May 29, 2015 10:47 AM CST
|Hi niknac, just put it back in a very well draining soil and wait. Place in a part shade area. Depending on how warm it is already in your area, it should bounce back. Typically, haws, do not like being too cold or in too direct heat. But they bounce back very well.
I see a lot of green still remaining in your plant, so there is still lots of hope. Give it time. At times, the plant will naturally seem to go on a dormant mode, not growing anything as it experiences extremes in conditions. But it will recover, in a very, very slow pace. I would not water it now, since there are no roots. Just wait, to me it looks the greener leaves are still firm, so it has enough moisture to sustain it.
It is such a slow growing beautiful succulent, so patience and maximum restraint in watering. You will know it is starting to grow roots if you slightly tug the plant later and there is resistance.

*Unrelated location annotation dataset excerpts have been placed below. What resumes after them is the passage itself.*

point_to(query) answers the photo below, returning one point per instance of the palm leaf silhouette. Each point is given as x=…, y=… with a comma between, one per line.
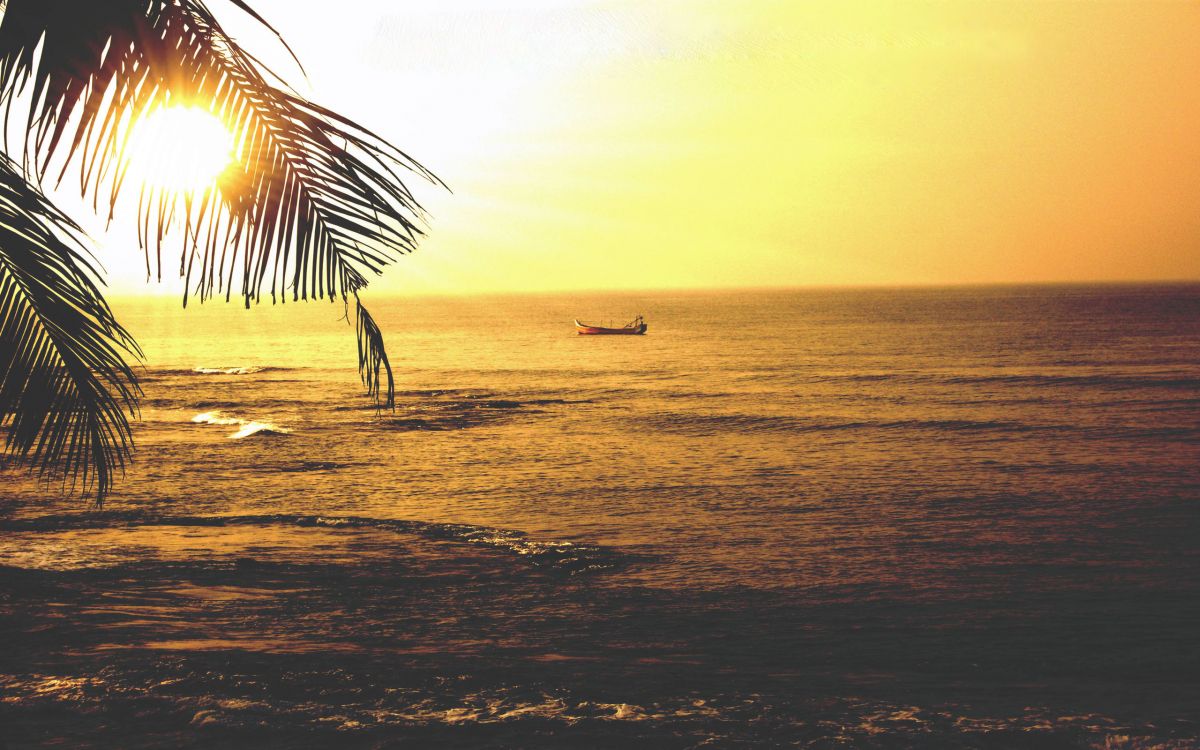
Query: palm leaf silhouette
x=312, y=207
x=65, y=388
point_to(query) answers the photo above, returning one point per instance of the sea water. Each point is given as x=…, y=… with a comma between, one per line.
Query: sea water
x=909, y=517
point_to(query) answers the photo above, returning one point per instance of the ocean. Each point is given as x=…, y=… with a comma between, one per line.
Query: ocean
x=961, y=517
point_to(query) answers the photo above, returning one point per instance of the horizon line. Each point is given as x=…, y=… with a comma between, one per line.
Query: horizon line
x=151, y=293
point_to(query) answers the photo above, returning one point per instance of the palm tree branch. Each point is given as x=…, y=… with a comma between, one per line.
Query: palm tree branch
x=66, y=391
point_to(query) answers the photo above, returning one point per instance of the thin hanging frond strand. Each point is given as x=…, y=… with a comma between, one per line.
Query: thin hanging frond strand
x=313, y=207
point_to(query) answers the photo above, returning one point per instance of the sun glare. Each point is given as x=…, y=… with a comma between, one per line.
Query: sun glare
x=180, y=149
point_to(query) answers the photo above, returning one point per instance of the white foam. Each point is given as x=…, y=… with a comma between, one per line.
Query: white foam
x=227, y=370
x=245, y=427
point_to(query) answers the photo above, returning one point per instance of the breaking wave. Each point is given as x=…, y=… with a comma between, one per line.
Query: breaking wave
x=562, y=556
x=245, y=427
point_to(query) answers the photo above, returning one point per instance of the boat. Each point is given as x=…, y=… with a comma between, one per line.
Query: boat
x=634, y=328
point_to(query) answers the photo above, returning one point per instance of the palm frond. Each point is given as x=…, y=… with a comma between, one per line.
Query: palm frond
x=65, y=387
x=315, y=204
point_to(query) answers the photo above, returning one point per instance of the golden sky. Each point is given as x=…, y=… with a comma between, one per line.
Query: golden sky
x=715, y=143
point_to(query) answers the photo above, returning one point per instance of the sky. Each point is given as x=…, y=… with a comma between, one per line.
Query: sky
x=756, y=143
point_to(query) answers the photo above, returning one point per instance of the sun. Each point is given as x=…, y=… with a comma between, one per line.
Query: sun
x=180, y=149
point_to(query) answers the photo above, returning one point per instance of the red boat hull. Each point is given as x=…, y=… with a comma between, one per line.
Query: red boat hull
x=595, y=330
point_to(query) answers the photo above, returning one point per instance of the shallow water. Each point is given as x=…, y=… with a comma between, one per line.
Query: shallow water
x=957, y=517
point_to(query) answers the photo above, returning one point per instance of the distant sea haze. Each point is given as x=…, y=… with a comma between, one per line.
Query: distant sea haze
x=941, y=517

New leaf growth will come from the center.
Just to add, the plant is happy with temps in the mid to high 70's to mid 80's. In winter, if you say it was not doing anything for 2 to 3 months, it is just like that, on rest mode not happy with the temps or the amount of light, so most succulents, will drop leaves to only maintain what it can sustain in such unfavorable conditions, and will resume active growth, once conditions are better again. That is often the time people accidentally kill succulents, thinking it is withering, it needs water. It is actually the reverse, have to really pay attention to the ambient temperature, light and make sure that soil it is growing in is very well draining soil and in a container with drainage.